The so-called “public option” would be a government bureaucracy that would pay for healthcare coverage in competition with private insurance companies, but the Obama administration has indicated a willingness instead to allow creation of a non-profit “government sponsored enterprise” (GSE) along the lines of Fannie Mae and Freddie Mac for healthcare.
Sebelius told CNN's State of the Union program on August 16 discussing the “public option” that “I think what's important is choice and competition. And I'm convinced at the end of the day, the plan will have both of those. But that is not the essential element.” Sebelius told CNN that the administration would still impose a much heavier and more costly regulatory burden upon private insurance companies even if it dropped the “public plan” from legislative proposals. “What we don't know is exactly what the Senate Finance Committee is likely to come up. They've been more focused on a co-op, not-for-profit co-op as a competitor as opposed to a straight government-run program.”

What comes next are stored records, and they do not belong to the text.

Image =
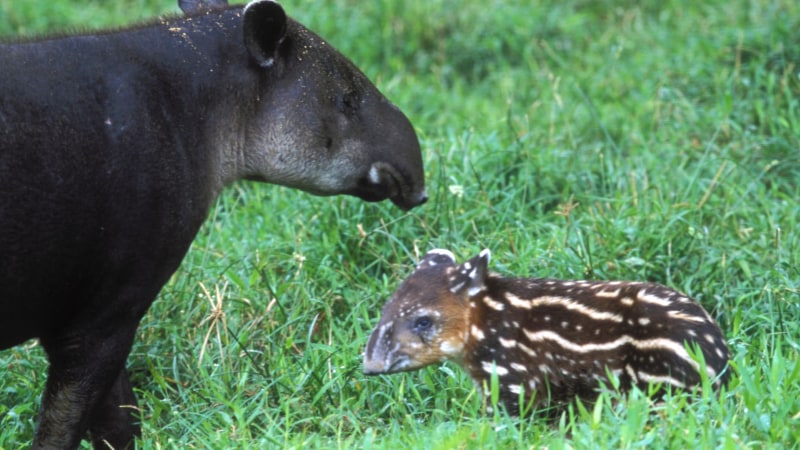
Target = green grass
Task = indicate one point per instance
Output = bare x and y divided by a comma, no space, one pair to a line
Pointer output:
645,140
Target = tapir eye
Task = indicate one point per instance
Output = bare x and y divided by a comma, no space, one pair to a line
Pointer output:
423,324
347,103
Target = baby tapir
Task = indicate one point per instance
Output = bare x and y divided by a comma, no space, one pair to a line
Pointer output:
548,341
113,146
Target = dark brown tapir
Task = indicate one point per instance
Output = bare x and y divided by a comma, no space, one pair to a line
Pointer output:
113,146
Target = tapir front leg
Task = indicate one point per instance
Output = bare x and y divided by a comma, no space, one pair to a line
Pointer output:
88,389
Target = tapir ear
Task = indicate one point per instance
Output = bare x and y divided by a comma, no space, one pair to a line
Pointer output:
264,30
195,6
470,277
437,257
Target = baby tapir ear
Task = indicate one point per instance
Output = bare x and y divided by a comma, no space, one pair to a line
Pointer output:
471,276
437,257
195,6
264,30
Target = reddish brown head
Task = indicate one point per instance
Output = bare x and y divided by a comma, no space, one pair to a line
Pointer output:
426,321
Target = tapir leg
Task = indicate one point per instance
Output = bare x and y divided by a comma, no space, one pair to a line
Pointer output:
85,379
113,422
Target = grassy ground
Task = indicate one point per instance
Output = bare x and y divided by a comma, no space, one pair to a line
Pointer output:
652,140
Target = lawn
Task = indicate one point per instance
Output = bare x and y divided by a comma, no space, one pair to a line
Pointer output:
652,140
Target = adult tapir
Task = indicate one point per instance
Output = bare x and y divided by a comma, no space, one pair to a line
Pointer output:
113,146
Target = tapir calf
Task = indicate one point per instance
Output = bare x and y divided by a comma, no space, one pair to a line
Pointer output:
113,146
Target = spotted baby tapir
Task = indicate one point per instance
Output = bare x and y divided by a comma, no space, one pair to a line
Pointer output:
547,341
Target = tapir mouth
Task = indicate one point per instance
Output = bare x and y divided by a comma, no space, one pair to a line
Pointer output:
384,181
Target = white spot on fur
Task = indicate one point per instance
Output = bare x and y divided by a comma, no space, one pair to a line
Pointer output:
448,348
519,367
491,303
608,294
652,299
491,367
508,343
517,302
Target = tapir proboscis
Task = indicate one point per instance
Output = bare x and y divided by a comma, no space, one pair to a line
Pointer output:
113,147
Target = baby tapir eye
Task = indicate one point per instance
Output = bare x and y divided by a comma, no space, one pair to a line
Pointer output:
423,324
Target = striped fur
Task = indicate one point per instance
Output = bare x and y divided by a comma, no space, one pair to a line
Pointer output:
551,340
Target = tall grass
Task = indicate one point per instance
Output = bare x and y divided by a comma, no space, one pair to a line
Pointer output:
610,139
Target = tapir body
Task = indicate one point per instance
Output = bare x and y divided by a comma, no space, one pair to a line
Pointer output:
113,146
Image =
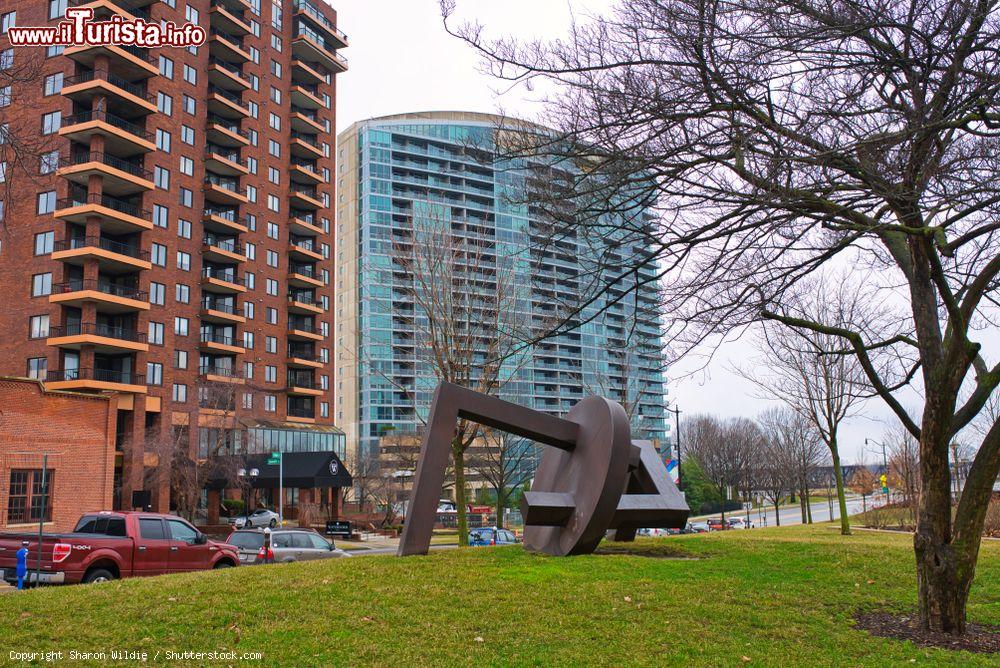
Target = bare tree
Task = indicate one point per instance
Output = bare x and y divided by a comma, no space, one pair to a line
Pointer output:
22,146
810,372
725,451
786,436
505,462
469,319
863,482
773,137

President Obama has promoted the idea of a “public option” that would not be subsidized by the federal government and based upon the efficiency model of the U.S. Post Office, but many Republicans and moderate Democrats have argued that the federal government cannot create a level playing field for a “public option.” They have argued that the federal government's healthcare plan would likely either be subsidized, like Medicare, or contain regulatory advantages as the U.S. Postal Service did for more than a century. The result would be to drive what remains of the private sector from the healthcare market.
The Obama administration remains in favor of creating a new government-run healthcare program under the “public option” idea, and the purpose of Sebelius' statement may end up being nothing more than a triangulation political strategy to energize the moribund political left on the healthcare issue. The practical effect of moving from a “public option” to a GSE co-op would not change the fact that Obama's healthcare proposal would put the government in the business of running the healthcare industry's day-to-day decisions, increasing the costs of healthcare for most Americans.

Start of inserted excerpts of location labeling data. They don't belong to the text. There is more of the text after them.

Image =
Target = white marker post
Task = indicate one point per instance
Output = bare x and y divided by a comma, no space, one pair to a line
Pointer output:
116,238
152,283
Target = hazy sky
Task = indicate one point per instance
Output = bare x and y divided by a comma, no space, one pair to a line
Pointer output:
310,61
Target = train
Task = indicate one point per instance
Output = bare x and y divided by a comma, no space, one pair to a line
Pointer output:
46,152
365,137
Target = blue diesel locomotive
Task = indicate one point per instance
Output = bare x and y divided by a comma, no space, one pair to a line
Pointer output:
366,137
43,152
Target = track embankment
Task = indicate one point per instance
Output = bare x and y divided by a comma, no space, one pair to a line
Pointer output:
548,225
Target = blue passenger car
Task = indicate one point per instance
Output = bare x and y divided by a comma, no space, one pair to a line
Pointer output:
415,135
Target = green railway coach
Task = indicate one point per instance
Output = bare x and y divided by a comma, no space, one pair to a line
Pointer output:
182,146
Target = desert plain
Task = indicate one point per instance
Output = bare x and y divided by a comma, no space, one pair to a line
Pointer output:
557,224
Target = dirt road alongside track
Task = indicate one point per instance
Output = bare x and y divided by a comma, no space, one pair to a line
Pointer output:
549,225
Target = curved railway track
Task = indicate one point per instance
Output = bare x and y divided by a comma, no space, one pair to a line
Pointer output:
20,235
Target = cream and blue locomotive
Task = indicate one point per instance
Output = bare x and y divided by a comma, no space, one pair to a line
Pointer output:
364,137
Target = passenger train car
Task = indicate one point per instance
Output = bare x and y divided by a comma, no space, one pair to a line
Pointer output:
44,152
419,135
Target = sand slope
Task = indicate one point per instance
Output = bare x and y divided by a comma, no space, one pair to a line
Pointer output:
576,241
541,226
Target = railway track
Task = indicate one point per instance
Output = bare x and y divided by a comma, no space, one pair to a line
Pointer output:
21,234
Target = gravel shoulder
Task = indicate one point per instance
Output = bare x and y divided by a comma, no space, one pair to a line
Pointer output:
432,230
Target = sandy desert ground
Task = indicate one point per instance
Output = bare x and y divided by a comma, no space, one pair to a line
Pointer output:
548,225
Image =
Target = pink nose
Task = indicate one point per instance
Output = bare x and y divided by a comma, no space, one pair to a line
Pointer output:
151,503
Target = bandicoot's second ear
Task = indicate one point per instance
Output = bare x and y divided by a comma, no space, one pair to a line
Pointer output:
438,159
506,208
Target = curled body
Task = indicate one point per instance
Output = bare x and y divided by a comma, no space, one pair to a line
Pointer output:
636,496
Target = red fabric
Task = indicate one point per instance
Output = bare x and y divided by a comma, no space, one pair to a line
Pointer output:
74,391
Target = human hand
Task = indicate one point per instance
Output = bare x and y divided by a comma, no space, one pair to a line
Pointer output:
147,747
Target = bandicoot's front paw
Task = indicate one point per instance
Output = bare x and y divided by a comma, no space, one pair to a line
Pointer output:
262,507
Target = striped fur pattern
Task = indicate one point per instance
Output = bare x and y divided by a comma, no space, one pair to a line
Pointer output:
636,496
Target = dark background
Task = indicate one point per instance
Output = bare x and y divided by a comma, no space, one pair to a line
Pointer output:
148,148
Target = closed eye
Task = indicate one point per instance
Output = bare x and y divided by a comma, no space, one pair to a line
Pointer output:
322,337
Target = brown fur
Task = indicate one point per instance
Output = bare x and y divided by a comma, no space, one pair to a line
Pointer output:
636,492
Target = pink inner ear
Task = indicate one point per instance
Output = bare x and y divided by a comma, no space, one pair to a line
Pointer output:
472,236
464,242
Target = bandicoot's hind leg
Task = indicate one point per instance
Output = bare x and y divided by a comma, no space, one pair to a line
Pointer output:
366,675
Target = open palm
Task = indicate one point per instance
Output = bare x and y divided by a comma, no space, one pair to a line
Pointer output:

None of the three legislative proposals working their way through Congress right now have any provisions that would cut the cost of healthcare insurance for most Americans, though a number of the new regulatory measures proposed by President Obama would certainly increase healthcare costs for most Americans. President Obama proposed the following mandates upon insurance companies at his town hall meeting in New Hampshire last week:
Under the reform we're proposing, insurance companies will be prohibited from denying coverage because of a person's medical history. Period. They will not be able to drop your coverage if you get sick. They will not be able to water down your coverage when you need it. Your health insurance should be there for you when it counts — not just when you're paying premiums, but when you actually get sick. And it will be when we pass this plan. Now, when we pass health insurance reform, insurance companies will no longer be able to place some arbitrary cap on the amount of coverage you can receive in a given year or a lifetime. And we will place a limit on how much you can be charged for out-of-pocket expenses, because no one in America should go broke because they get sick. And finally — this is important — we will require insurance companies to cover routine checkups and preventive care, like mammograms and colonoscopies — because there's no reason we shouldn't be catching diseases like breast cancer and prostate cancer on the front end.
The above applause lines from President Obama's "town hall" meetings undoubtedly sound like great ideas … until the customers insured under those regulations get the bill.